You made your points well and I thank you for it. But my questions are behind the motivations of these alarmists mentally damaging our kids.
How are movements like the Extinction Rebellion, Great Thunberg, being funded ? How is she getting all the money to do her travel ? How did she go from doing strikes by herself at the school to the UN in less than a year ? I have heard of fairytales, but please don't tell me that she got there because of organic, viral support from people. There is BIG MONEY behind this. And how did she get so many celebrities to endorse her and have so many meeting arragned ?
I just don't see the people behind these protests and that makes me super skeptical of how "organic" these movements are.
Before someone accuses me of conspiracy theories. James Cameron produced a movie on How Vegan athletes are rewriting nutrition science (haven't watched it).

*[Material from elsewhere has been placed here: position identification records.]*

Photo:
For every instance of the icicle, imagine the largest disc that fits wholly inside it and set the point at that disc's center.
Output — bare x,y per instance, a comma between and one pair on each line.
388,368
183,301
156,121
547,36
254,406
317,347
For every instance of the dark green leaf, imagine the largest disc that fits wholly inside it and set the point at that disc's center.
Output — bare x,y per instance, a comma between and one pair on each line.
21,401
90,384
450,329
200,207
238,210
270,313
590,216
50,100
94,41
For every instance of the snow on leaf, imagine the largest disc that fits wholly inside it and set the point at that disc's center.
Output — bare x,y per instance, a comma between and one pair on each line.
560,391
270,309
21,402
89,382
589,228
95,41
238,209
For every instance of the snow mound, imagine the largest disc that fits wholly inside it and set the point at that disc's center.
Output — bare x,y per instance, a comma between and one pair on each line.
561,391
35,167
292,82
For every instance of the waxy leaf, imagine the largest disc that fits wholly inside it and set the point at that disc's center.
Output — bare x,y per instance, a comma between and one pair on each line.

Applying my "follow the money" universal rule, I came across an article that points out tothe fact that James Cameron has invested a lot of money in Vegan food corps
This is an article encouraging you to calm down and sit down. It's a careful cherry-pick of data, something that the IPCC report is not, and something that is extremely common in contemporary opinion pieces.
We should not be rosy about climate change or other pollution related issues. There exists massive quantities of evidence that can be covered at hacker news, and seeing this disinformation here when we have access to actual scientific information about climate change shocks me.